October Still Life
I’ve decided to shuck hope from expectation and desire from need: whittling down to reality without the silliness of the giddiness of anticipation. Diminish so as to smile from understanding rather than from the falseness of thinking tomorrow won’t be today re-lived.
There are many ways to be, but there are few ways to acknowledge wisdom: you rail against and continually cry from pain until you are prepared to live within its shadow, for wisdom is nothing if not the grayness of accumulated/condensed communal tidings to which one, searingly (in the way that one gasps at the dullness of a once sought-after indulgence), succumbs. There have been too many yesterdays that are today and will be tomorrow to attempt to live beyond the border of what is.
The pattern of days is a wave that carries out and in, ending where it began, but continually aerated and absorbed by existence. The same, always and never. Within each cycle of breath there is movement and there is cessation, there is this.
Standing in the wave, being the wave, invites fragility if you anticipate a divergence in the pattern. There will be none. It is, and what is cannot be what has not been. So simple. So solid.
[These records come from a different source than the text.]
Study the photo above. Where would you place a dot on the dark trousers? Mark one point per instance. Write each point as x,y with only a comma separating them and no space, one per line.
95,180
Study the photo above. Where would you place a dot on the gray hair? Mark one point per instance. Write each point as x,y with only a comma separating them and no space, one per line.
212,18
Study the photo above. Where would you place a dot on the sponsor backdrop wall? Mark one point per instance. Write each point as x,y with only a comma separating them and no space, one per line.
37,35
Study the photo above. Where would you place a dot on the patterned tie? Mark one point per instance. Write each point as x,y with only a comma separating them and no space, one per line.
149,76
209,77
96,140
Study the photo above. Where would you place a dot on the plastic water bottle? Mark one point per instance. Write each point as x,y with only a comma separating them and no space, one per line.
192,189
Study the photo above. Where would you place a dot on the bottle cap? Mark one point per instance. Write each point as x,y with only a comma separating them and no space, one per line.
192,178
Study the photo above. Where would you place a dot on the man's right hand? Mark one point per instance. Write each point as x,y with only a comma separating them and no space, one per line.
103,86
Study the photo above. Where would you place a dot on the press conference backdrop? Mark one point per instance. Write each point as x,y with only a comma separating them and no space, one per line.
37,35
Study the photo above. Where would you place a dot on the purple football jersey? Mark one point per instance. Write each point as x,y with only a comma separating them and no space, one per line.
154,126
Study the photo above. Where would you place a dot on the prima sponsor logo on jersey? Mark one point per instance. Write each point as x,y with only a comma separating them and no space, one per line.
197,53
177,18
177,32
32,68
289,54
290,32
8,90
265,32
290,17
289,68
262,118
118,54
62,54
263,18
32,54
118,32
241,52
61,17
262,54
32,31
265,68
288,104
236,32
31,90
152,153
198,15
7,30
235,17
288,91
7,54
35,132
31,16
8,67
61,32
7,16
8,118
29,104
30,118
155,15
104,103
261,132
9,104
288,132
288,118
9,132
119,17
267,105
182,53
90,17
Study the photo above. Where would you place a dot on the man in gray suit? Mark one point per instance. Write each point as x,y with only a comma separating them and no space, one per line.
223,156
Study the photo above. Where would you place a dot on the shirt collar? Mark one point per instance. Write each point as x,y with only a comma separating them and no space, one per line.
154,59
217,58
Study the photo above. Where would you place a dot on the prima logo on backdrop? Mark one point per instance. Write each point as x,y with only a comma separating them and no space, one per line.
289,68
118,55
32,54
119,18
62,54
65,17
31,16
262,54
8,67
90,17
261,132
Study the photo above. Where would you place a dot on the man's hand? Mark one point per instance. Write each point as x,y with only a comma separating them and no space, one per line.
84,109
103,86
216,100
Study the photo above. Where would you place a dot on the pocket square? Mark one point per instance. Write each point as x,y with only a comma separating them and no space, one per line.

Absorbing this reality is a freedom more than a deadening. Why hope within the ever-expanding disappointment that no day will differ from another when you can watch the sun rise and set on its puppet show trajectory. The same trajectory that has brought me here, to this moment in October when I acknowledge that to be this woman is not against any tide, but the tide itself. I have been afloat, continually, on my rightful wave, but only now do I realize how it comforts. I have defied nothing. I have always been here, within my coiled cycle.
The pattering of Poops’ nails against the black hardwood floor keeps me in the now as would a meditation session in the middle of a desert. We are now. He in his search for crumbs to eat, and me as I suppress my search for crumbs, those to eat and those that lead to a meandering contemplation, so I can stay nowed.
It is easier than I thought it would be to live this gray day. To let the living of it be the purpose. Has it always been this simple to live a day, a life, a moment?
Cars drive past on the wet road. From my fixed point in my apartment, they are a blur of movement and purpose, yet they do not disturb this stillness. The quietness that I have attempted to suppress, a cycle within the cycle of my life, wishing it were alien, is, finally, admittedly, that which defines me. How grateful can a person be to settle into her current with eyes closed and hands open.
There are people I love. There are things I care about. I thought that they defined me, but as I pare down into myself, I realize that there is a core from which I emanate, that is me, purely. I do not need to prove that I exist by doing, I am.
There is the sound of violins and the gentle chill of a wet autumn afternoon. There are the things I read today, in the gossip column and in the history column, and the word games I am in the midst of playing. There is the drenched yellow chrysanthemum on the balcony. There are the texts that I receive and send. There is the twice reheated coffee I just finished. This is who I am.